I was so lost in my thoughts that I didn’t even know when someone sat beside me until a hand appeared in front of me. I shook the hand while taking my headphones off. It was a guy I think most of the times he is sitting beside me. I was so surprised that no voice came out from my mouth when he said “It’s nice to finally see you.” So it was him. I managed to give him small smile and before I could say anything teacher arrived. I was thankful for that, as now that he is in front, I didn’t know what to talk about. Well the plan didn’t work for too long as most of students decided to extend the summer break so teachers decided to free us early. We decided to take a walk around and he didn’t talk much, which I was thankful for. We both went to cafeteria to grab something to eat. Almost all the benches were full so we took our order and went to sit nearby the park.
We ate in silence and weirdly enough it felt nice. After some chit chatting we both went back to our apartments as I had to go to work. Yes, I was still working my part time job, after all who doesn’t love extra money. Days went by and we started spending more time together until one day he started ignoring me in class and behaving normally on texts. The texts kept getting fewer by each passing day. He still sits with me as usual. I never complained about anything as there was only one thing in my mind. By any chance does he come to know about my feelings? Yes, I started feeling something for him. He was more than a friend, but I never admitted this to anyone as I knew long ago that I didn’t stand a chance.
After what felt like years, one evening I received a call from him asking me to meet him near library. After few minutes I finally agreed to go.
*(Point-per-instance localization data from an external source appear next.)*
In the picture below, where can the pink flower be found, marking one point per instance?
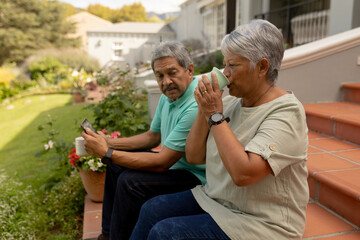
(115, 134)
(72, 162)
(104, 131)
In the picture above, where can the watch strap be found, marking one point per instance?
(107, 158)
(211, 122)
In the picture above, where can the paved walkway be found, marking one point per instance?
(321, 222)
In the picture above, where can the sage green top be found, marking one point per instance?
(274, 207)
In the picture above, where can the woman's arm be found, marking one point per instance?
(142, 141)
(245, 168)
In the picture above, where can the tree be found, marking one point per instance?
(69, 9)
(102, 12)
(133, 13)
(128, 13)
(29, 25)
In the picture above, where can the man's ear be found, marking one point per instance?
(263, 66)
(191, 69)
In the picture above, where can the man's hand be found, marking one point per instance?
(95, 144)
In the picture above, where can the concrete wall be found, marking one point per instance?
(344, 15)
(189, 24)
(320, 80)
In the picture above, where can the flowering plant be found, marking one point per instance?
(79, 79)
(86, 162)
(90, 162)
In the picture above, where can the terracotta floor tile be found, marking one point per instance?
(353, 119)
(313, 135)
(92, 235)
(320, 124)
(320, 222)
(92, 222)
(313, 150)
(340, 105)
(332, 144)
(348, 236)
(329, 112)
(325, 161)
(347, 181)
(353, 155)
(91, 206)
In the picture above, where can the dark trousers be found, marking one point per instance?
(126, 190)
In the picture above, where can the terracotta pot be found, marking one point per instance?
(78, 98)
(94, 184)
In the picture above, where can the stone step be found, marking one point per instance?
(351, 92)
(334, 175)
(334, 183)
(338, 119)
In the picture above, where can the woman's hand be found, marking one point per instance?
(208, 97)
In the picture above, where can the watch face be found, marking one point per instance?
(106, 160)
(216, 117)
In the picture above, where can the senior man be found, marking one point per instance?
(134, 176)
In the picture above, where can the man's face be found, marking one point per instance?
(172, 79)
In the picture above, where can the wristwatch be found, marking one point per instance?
(217, 118)
(107, 158)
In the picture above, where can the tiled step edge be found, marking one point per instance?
(351, 92)
(328, 191)
(342, 126)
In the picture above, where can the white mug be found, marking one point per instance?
(80, 149)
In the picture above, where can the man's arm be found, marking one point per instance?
(144, 141)
(157, 162)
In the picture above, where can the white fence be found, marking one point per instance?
(310, 27)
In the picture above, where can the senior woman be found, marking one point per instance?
(255, 164)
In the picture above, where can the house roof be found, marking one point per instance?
(85, 21)
(88, 18)
(135, 27)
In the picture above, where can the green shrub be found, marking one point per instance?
(122, 110)
(16, 210)
(61, 210)
(50, 69)
(72, 57)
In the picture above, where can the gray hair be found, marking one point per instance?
(173, 49)
(254, 41)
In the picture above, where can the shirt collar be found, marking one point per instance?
(189, 92)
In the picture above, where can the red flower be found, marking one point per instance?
(115, 134)
(104, 131)
(72, 162)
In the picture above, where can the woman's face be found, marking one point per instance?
(243, 79)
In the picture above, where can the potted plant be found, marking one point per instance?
(92, 173)
(79, 79)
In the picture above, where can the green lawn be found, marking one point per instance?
(21, 140)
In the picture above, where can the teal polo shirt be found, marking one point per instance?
(174, 120)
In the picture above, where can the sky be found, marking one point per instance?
(158, 6)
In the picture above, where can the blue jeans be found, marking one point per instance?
(126, 190)
(174, 217)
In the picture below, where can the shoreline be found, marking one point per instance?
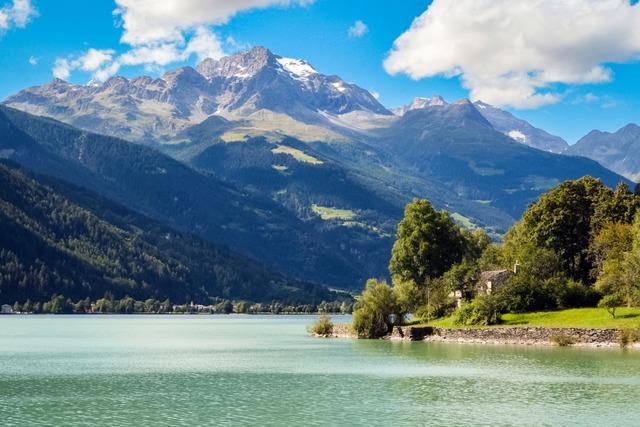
(503, 335)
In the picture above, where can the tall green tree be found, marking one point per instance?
(428, 243)
(376, 311)
(566, 219)
(619, 280)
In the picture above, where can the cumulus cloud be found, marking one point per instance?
(150, 21)
(159, 33)
(98, 62)
(16, 14)
(62, 69)
(358, 29)
(512, 53)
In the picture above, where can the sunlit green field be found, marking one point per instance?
(574, 318)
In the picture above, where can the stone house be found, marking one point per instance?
(488, 282)
(492, 280)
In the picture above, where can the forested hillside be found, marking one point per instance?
(57, 238)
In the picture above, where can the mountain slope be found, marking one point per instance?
(458, 147)
(521, 130)
(619, 151)
(517, 129)
(56, 238)
(158, 186)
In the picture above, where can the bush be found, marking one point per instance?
(322, 327)
(628, 336)
(376, 311)
(484, 310)
(610, 303)
(562, 340)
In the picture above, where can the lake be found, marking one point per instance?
(266, 370)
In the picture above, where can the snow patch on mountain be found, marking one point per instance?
(517, 135)
(297, 67)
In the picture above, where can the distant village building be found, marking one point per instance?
(492, 280)
(488, 282)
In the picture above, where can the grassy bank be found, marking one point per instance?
(574, 318)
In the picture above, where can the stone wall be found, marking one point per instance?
(509, 335)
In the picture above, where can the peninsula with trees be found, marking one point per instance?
(571, 263)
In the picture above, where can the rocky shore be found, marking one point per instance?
(584, 337)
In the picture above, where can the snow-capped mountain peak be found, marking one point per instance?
(297, 67)
(421, 102)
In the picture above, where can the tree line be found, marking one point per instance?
(577, 246)
(58, 304)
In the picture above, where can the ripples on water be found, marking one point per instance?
(265, 370)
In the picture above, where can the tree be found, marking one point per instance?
(428, 243)
(610, 303)
(619, 278)
(376, 311)
(566, 219)
(611, 243)
(28, 306)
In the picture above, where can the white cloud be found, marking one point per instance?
(62, 69)
(94, 59)
(511, 53)
(205, 44)
(358, 29)
(17, 14)
(160, 33)
(98, 62)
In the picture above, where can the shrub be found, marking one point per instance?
(322, 327)
(562, 340)
(376, 311)
(627, 337)
(610, 303)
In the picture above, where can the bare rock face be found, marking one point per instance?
(147, 109)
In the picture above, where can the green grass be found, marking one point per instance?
(299, 155)
(573, 318)
(329, 213)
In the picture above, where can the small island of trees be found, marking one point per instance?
(577, 246)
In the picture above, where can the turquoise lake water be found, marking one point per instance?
(266, 370)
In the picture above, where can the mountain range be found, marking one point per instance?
(301, 171)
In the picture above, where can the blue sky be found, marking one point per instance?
(570, 97)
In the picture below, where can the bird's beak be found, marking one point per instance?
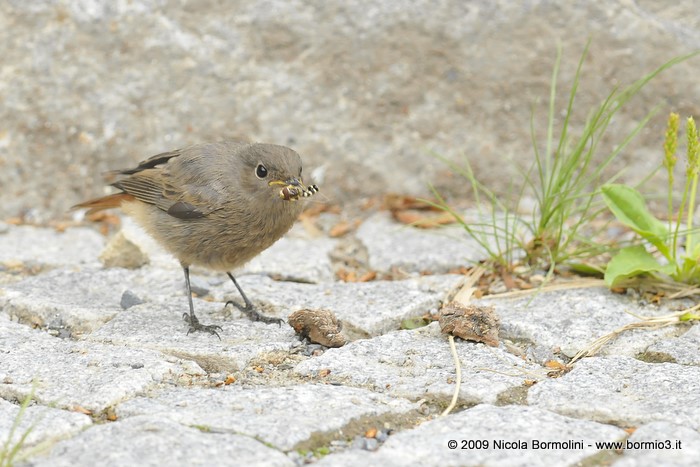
(293, 189)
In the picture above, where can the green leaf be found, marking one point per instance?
(633, 261)
(586, 269)
(629, 207)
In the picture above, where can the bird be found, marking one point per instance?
(215, 205)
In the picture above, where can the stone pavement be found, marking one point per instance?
(116, 380)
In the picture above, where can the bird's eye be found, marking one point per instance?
(261, 171)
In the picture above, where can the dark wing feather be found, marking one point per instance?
(151, 162)
(152, 183)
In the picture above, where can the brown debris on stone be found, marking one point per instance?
(470, 322)
(319, 326)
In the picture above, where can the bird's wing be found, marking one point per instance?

I quickly got dressed, got my phone, headphones and some money. After locking the door behind me I played some music and went to the place we agreed to meet. He was already there waiting for me. Now that was new, as no matter how many times we have met so far, it was always me who waited. I used to tease him that he takes too much time doing make up. But that was all in past. We talked about few things here and there and I finally asked him why he wanted me there. He told me about the things that happen after guys gets together and get drunk. Due to over sudden closeness after summer break everyone thought that there is something between us. I was not allowed to know what all they talked about so I guessed it was nothing nice. But as even after maintaining distance for some time, nothing changed so he decided to talk about it. I was relieved at least he didn’t know about what I was afraid off. We completed our master and went separate ways promising we will always be in touch.
It’s been almost 6 years now we still talk, and whenever possible meet. And I always wonder what my life would be if I hadn’t gotten that letter that day. Or even if I had what would it be like if I hadn’t replied. But fortunately that didn’t happen. And I am proud that for once I did what my heart told me and it ended well for me. I still wonder if whatever I felt was that love? Or do I still have feelings for him? Well all that didn’t matter. For all this insecure feelings I will never lose a friend. May be sometime in my life I will be ready to accept with open arms till then I will just enjoy company of my friends and try to figure out my feelings.